En 2008, le Bénin et le Niger avaient lancé un appel d’offre en commun pour construire et gérer le tronçon ferroviaire de 1.000 km reliant Cotonou à Niamey. Il avait été remporté par Petrolin, la société de l’homme d’affaires Samuel Dossou, à qui il avait été retiré en 2013 au profit du groupe Bolloré, via la société Benirail, provoquant un conflit entre les deux groupes. En octobre 2017, la justice béninoise a donné raison à Petrolin, déboutant Bolloré. Après des années de bataille judiciaire, et des mois de négociations, le projet est toujours au point mort. Les présidents des deux pays africains ont indiqué le 7 avril envisager une coopération avec la Chine.
Sur le tronçon Abidjan-Ouagadougou (1.260 km), les travaux de réhabilitation attendus depuis 2015 ont été lancés en décembre 2017. Prévus pour durer huit ans et estimés à environ 400 millions d’euros, ils doivent permettre à la Sitarail de transporter chaque année 5 millions de tonnes de marchandises et 800.000 voyageurs.
ACTIVITES AGRICOLES
Bolloré détient 38,8% de la holding luxembourgeoise Socfin, qui gère environ 187.000 hectares de plantations, principalement de palmiers à huile et d’hévéas, en Afrique et en Asie. Ces activités de production d’huile de palme ont valu à la Socfin des accusations d’accaparements de terres. Des paysans africains et asiatiques réunis en « Alliance internationale des riverains des plantations Socfin Bolloré » ont lancé en 2015 des actions de protestation contre l' »accaparement » de leurs terres, décrivant une expansion « continue » des plantations Socfin depuis 2008.

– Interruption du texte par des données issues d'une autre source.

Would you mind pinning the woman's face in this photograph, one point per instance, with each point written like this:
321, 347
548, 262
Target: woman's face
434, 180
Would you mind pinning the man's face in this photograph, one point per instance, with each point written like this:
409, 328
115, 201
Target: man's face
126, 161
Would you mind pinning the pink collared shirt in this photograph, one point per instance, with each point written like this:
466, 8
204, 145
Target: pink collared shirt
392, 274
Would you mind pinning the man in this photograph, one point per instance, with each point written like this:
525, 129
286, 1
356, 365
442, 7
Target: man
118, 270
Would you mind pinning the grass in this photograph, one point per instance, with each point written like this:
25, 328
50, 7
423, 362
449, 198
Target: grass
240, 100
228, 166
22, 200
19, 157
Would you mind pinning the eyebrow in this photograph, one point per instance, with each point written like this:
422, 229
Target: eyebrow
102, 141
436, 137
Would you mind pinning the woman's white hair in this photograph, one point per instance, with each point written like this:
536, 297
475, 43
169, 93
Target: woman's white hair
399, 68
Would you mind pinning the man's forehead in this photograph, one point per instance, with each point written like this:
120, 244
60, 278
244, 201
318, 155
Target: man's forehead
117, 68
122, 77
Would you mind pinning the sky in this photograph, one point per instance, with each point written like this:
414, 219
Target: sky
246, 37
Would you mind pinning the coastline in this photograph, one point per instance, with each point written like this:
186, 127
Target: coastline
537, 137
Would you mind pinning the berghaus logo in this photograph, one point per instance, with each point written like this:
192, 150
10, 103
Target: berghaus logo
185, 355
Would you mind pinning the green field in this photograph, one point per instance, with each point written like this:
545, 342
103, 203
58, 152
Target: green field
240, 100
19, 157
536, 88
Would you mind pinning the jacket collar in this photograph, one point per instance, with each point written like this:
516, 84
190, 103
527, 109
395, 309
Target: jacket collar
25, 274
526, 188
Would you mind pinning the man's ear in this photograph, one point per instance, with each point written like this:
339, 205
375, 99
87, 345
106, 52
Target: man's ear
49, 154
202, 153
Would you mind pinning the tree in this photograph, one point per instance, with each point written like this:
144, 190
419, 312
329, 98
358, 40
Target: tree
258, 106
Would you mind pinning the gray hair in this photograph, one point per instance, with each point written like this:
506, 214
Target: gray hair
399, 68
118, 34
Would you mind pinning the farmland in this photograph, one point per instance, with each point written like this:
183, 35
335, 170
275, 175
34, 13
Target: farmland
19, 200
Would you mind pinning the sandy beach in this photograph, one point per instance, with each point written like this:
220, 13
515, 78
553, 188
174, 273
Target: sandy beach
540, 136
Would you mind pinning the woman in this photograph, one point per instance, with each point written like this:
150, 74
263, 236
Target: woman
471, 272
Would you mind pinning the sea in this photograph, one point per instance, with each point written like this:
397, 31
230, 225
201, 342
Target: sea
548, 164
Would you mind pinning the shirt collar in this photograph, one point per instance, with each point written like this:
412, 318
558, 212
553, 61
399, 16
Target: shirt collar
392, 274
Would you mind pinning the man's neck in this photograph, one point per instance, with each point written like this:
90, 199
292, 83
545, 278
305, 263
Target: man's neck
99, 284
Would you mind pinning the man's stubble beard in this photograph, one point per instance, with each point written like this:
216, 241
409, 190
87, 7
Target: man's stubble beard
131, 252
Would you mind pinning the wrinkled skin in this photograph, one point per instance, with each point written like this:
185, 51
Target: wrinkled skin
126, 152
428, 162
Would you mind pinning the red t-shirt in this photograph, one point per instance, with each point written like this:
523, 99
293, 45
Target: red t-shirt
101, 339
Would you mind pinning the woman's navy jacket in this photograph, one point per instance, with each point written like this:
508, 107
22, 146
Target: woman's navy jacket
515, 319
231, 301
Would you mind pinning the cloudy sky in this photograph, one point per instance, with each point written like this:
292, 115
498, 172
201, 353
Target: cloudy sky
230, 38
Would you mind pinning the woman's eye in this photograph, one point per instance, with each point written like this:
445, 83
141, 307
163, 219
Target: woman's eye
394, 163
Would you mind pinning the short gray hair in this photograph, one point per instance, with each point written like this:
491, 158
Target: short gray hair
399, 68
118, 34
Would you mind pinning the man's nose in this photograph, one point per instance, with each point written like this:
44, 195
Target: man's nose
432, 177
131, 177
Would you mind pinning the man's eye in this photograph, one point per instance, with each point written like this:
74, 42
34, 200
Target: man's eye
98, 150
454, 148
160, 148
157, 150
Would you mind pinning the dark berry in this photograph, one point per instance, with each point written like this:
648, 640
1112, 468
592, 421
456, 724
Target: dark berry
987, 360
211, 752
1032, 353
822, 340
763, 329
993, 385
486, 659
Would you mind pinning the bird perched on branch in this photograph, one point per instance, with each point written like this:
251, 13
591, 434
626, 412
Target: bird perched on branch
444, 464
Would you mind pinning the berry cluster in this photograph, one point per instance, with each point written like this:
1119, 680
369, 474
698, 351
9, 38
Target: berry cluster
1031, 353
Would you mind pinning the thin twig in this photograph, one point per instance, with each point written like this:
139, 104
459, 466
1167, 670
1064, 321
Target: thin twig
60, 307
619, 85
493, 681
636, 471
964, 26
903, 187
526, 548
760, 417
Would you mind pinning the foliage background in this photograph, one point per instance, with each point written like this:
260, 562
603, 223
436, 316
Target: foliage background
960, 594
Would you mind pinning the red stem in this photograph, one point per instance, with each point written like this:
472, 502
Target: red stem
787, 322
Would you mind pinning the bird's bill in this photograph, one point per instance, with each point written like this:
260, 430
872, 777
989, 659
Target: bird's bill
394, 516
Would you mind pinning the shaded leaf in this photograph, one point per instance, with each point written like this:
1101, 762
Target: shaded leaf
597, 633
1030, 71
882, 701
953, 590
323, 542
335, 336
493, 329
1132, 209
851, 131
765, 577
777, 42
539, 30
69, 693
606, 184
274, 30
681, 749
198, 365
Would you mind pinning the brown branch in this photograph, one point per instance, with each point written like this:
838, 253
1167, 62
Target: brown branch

Dans cette affaire, la Socfin a attaqué en justice des médias et ONG pour diffamation, mais le tribunal correctionnel de Paris les a relaxés en mars 2018.
Bolloré poursuit aussi pour diffamation le journaliste français Tristan Waleckx et la présidente de France Télévisions pour un documentaire. Sont notamment ciblés les extraits consacrés aux activités de la Socapalm, filiale de Socfin au Cameroun, dans lesquels des sous-traitants dénoncent leurs conditions de travail.